Robert Biedroń i Paweł Kukiz w "Kropce nad i"
Robert Biedroń i Paweł Kukiz w "Kropce nad i"
Źródło: tvn24

- Kiedy środowisko homoseksualne było poniewierane, a ci ludzie żyli w strasznym lęku - wtedy broniłem słabszych. Ale jeśli ktoś mi wymachuje przyrodzeniem przed oczyma, to to już jest przegięcie. Nie może być tak, że lobby mniejszości terroryzuje większość - stwierdził w "Kropce nad i" Paweł Kukiz. - Wy macie paradę każdego dnia. Możecie się złapać za rękę. A kiedy geje łapią się za rękę, to od razu jest prowokacja - przekonywał z kolei Robert Biedroń.

- Jestem jedynym otwarcie homoseksualnym politykiem w parlamencie. Tych, którzy zrobili coming out w polityce można policzyć na palcach jednej ręki - stwierdził w "Kropce nad i" Robert Biedroń. - Ja się wychowałem w małym miasteczku na Podkarpaciu i myślałem, że jestem jedynym na świecie. Only gay in the village - tłumaczył.

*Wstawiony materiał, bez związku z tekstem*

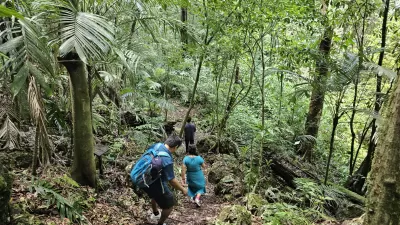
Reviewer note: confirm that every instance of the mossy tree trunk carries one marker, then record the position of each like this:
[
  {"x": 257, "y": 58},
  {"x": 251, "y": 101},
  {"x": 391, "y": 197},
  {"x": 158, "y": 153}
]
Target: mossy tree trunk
[
  {"x": 83, "y": 168},
  {"x": 318, "y": 93},
  {"x": 383, "y": 204},
  {"x": 5, "y": 193}
]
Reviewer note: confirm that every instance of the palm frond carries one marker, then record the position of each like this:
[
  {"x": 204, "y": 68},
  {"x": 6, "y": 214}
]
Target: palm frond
[
  {"x": 6, "y": 12},
  {"x": 38, "y": 116},
  {"x": 29, "y": 54},
  {"x": 9, "y": 133}
]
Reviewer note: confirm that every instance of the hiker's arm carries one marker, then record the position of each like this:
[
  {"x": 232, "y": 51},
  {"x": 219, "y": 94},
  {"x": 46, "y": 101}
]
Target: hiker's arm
[
  {"x": 183, "y": 174},
  {"x": 174, "y": 183},
  {"x": 203, "y": 166}
]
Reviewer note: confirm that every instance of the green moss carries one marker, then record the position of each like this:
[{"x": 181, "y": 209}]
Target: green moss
[
  {"x": 5, "y": 194},
  {"x": 235, "y": 214}
]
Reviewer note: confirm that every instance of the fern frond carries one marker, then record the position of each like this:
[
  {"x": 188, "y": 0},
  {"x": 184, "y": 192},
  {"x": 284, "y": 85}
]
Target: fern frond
[
  {"x": 10, "y": 134},
  {"x": 66, "y": 208}
]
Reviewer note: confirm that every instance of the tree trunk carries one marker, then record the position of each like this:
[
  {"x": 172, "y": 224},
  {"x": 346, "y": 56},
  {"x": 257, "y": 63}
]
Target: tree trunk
[
  {"x": 335, "y": 122},
  {"x": 383, "y": 204},
  {"x": 83, "y": 168},
  {"x": 378, "y": 104},
  {"x": 193, "y": 94},
  {"x": 318, "y": 92}
]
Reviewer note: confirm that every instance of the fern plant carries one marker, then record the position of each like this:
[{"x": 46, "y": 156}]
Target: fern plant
[{"x": 66, "y": 208}]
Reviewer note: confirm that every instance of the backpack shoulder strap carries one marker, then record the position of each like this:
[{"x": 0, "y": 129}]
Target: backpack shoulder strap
[{"x": 165, "y": 154}]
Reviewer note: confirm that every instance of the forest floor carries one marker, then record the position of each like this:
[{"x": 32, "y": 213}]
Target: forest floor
[{"x": 114, "y": 202}]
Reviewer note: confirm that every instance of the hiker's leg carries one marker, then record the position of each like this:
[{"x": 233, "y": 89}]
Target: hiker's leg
[
  {"x": 164, "y": 215},
  {"x": 187, "y": 146},
  {"x": 154, "y": 207}
]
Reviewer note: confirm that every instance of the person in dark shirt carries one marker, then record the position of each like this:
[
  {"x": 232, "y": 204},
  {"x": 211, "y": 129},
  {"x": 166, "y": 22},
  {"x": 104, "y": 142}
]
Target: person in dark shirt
[
  {"x": 190, "y": 129},
  {"x": 159, "y": 192}
]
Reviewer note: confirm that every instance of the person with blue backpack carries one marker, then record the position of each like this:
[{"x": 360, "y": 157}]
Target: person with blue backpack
[
  {"x": 193, "y": 175},
  {"x": 152, "y": 173}
]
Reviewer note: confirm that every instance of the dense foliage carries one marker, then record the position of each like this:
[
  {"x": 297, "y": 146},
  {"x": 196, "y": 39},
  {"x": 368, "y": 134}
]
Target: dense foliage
[{"x": 249, "y": 68}]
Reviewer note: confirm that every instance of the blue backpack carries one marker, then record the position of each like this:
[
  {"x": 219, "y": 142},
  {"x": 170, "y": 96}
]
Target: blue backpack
[{"x": 148, "y": 168}]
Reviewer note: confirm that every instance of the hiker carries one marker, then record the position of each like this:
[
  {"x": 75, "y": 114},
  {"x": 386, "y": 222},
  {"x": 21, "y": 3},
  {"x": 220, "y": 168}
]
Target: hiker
[
  {"x": 159, "y": 192},
  {"x": 190, "y": 129},
  {"x": 193, "y": 175}
]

- I to już jest bufonada lekka - skomentował słowa Biedronia Paweł Kukiz. I dodał: Jak się przedstawiacie, to mówicie: jestem gejem. - To jest część mojej tożsamości - przekonywał Biedroń.

Pytany, czy to oznacza, że Paweł Kukiz ma teraz mówić na dzień dobry, ze jest heteroseksualny, stwierdził: , że "nie musi tego mówić, bo cały świat to zakłada". - Żyjemy w heteromatriksie. Wszyscy zakładają, że jesteśmy heteroseksualni. Moi rodzice do 18 roku życia zakładali, że jestem heteroseksualny. Moja babcia życzyła mi, żebym znalazł sobie dziewczynę - mówił Biedroń.

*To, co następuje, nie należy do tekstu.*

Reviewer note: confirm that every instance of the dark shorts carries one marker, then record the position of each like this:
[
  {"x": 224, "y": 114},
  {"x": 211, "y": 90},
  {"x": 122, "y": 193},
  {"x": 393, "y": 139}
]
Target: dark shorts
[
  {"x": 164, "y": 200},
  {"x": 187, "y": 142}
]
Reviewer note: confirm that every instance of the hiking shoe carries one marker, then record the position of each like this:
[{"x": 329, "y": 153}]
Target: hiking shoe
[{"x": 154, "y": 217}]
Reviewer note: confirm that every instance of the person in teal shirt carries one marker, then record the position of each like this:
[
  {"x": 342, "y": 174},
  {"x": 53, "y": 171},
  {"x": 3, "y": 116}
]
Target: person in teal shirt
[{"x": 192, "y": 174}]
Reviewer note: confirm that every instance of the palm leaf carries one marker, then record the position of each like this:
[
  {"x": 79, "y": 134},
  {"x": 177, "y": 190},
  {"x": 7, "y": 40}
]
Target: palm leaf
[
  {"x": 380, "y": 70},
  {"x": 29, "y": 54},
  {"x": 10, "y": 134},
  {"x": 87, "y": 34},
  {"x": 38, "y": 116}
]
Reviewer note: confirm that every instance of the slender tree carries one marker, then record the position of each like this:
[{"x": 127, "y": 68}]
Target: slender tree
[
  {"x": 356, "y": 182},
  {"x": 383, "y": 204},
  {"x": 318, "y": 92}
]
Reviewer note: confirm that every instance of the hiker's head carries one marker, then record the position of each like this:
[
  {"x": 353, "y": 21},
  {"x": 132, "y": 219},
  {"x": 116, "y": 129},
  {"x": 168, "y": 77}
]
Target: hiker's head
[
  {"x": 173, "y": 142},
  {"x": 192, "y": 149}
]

"Kiedy geje łapią się za rękę, to od razu jest prowokacja"

- Kiedy środowisko homoseksualne było poniewierane, a ci ludzie żyli w strasznym lęku, wtedy broniłem słabszych. Ale jeśli ktoś mi wymachuje przyrodzeniem przed oczyma, to to już jest przegięcie. Nie może być tak, że lobby mniejszości terroryzuje większość - stwierdził Paweł Kukiz. I dodał, że znacznie więcej dobrego zrobiłoby się dla środowiska homoseksualnego, gdyby nie afiszowanie się z Paradami Równości.

- Wy macie paradę każdego dnia. Możecie się złapać za rękę. A kiedy geje łapią się za rękę, to od razu jest prowokacja - przekonywał z kolei Robert Biedroń.

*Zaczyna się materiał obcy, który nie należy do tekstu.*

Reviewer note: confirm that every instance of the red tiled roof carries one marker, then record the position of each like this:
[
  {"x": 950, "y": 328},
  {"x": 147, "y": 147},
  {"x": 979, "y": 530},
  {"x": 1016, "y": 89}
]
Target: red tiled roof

Referendum przed postawieniem tęczy?

Goście "Kropki nad" poruszyli też kwestię kilkakrotnie podpalanej tęczy na pl. Zbawiciela w Warszawie.

- Ja chciałbym takiego państwa, gdzie przed postawieniem tęczy na pl. Zbawiciela było referendum. Ja już obliczyłem, że referendum byłoby tańsze niż koszta remontu - stwierdził Paweł Kukiz. Jak dodał, mamy tu do czynienia z "czymś, co wzbudza emocje". - Urzędy skarbowe też budzą emocje. To teraz mamy zrobić referendum czy one mają być, czy nie mają być? - odpowiedział Robert Biedroń. - Cieszmy się, że jest tęcza, cieszmy się że jest krzyż na Giewoncie - dodał.